Uh, not realizing that she didn't drink like me.
Uh, and, uh, I learned that early on.
I really thought I had found someone that I could just drink openly with and do that.
And what I found was I thought that would, would save me.
I thought that would change me, um, somehow.
I kind of secretly prayed that it would.
Um, when, when it came down to it, alcohol had a much stronger pull on me than being with someone, even though that's what I thought I wanted.
Um, and it, and it made me, um, I made the decision to, to hide that instead of face that.
Um.
Um, and so that, that went on for, um, a lot, uh, several years and, uh, it was a very, very hard, um, uh, thing to do.
I, I definitely, um, I know now doing some work that, you know, I use that relationship as a justification for, for that I couldn't be so bad.
You know, maybe, maybe I, uh, maybe I was, uh, hurting some ways and maybe they didn't.
I didn't really see the full thing, but if this person is with me, if anyone is with me, then, you know, what, how could I be that bad?
These are just, you know, I, I can put that off or I can drink that thought away.
I can, I can, uh, drink towards oblivion.
And that, that was a lot of my day.
Uh, jobs were getting harder to keep.
Um, I could get them.
I had, I had, I couldn't understand why I had such a, uh, impressive resume.
Um.
Paper and, um, I couldn't understand why it was getting so long, why there was so many jobs on there.
Um, because, you know, in my own mind, I, I was pretty great.
Um, I remember I, I got my first, uh, management job and I thought, God, you know, finally, finally, someone's going to see how well I can do at this.
And, uh, man, it was just a miserable mess from, from the.
Uh, I, I'm, I'm glad that I didn't drive that business, uh, into ruin, but, uh, I, I just, I drank my way through that and eventually they had let me go because I couldn't stay, uh, uh, sober during the shift.
I'd show up already drunk, uh, before service.
I'd drink through service.
I was leaving, uh, the restaurant to go to the, the dive bar across the street to get drinks because they've ended, ended up, you know.
Banning booze in the restaurant for employees, uh, and, um, but there, you know, there was never enough for me and all of these had to be hidden.

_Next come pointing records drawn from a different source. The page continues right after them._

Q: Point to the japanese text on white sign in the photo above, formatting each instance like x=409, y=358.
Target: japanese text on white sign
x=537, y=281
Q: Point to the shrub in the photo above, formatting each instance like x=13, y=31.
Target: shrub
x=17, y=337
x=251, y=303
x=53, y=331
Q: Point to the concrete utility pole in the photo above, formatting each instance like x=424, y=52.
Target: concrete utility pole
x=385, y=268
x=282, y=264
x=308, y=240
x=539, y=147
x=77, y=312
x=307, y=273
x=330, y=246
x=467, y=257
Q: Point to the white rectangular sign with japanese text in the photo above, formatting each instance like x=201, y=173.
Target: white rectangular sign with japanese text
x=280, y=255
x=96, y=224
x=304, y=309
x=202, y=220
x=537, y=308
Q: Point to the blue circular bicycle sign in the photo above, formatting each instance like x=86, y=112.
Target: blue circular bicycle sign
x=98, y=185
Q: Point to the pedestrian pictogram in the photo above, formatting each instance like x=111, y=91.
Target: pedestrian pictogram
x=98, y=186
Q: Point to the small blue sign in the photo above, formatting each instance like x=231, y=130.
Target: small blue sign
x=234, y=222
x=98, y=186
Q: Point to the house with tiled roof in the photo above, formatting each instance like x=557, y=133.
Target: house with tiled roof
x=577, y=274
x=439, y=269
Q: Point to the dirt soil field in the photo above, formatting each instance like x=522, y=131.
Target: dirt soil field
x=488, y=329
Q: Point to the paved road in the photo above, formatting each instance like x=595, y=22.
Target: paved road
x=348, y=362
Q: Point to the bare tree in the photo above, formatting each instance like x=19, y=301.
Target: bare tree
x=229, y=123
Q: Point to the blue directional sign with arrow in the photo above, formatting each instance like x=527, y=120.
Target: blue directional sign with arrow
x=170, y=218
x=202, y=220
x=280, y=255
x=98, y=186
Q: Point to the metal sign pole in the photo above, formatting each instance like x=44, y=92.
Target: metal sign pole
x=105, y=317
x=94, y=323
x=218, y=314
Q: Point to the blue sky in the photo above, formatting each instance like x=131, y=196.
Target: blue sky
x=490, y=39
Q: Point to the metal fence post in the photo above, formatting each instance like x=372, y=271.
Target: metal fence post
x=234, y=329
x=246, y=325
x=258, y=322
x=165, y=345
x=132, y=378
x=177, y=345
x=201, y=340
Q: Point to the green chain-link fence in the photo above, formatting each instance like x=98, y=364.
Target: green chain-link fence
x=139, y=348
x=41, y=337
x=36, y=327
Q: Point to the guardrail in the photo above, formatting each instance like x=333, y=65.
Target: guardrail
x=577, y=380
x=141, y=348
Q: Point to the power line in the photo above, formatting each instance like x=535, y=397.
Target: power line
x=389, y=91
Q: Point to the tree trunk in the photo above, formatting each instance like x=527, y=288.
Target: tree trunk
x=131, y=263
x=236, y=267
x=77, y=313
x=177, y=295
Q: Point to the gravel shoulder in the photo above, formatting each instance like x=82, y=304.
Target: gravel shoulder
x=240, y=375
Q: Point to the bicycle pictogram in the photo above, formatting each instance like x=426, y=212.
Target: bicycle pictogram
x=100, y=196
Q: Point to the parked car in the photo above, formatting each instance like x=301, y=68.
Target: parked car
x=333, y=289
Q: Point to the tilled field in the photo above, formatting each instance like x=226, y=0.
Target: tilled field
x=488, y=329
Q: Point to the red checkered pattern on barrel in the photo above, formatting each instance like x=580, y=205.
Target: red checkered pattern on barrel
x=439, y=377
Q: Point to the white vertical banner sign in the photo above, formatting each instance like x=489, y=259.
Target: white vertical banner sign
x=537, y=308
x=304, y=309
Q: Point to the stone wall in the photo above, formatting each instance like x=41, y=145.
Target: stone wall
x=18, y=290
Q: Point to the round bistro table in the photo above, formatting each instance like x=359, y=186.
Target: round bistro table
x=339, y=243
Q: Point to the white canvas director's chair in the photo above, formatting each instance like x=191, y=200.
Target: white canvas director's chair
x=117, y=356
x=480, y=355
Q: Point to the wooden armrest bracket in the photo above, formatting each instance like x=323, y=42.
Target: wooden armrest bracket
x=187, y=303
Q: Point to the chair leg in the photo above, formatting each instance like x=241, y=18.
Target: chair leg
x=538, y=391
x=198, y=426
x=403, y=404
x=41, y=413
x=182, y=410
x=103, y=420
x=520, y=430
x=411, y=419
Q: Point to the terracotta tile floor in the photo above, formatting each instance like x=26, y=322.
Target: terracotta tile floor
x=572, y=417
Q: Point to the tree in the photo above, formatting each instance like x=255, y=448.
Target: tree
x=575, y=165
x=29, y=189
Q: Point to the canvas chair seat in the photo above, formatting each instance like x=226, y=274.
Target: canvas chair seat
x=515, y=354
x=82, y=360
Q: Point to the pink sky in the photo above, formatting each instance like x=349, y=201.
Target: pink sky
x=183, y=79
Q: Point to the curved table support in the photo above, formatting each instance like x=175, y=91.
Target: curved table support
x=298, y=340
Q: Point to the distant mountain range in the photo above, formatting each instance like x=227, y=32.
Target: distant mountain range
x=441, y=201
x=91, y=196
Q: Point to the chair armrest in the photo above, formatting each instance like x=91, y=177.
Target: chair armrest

All the, these things that were going on outside had to be hidden from the person I was with.
And, um, and that, that line that I had to do to myself to make myself believe that it was all okay.
The line I was doing to the person I was in a relationship just kept eating away at my soul.
It gave me this emptiness.
Uh.
I just, um, I didn't know what to do about.
I, I didn't have a higher power.
I didn't have a God.
I didn't, wasn't raised with that.
In fact, I was pretty belligerent to any, anyone bringing up those things in my, in my life.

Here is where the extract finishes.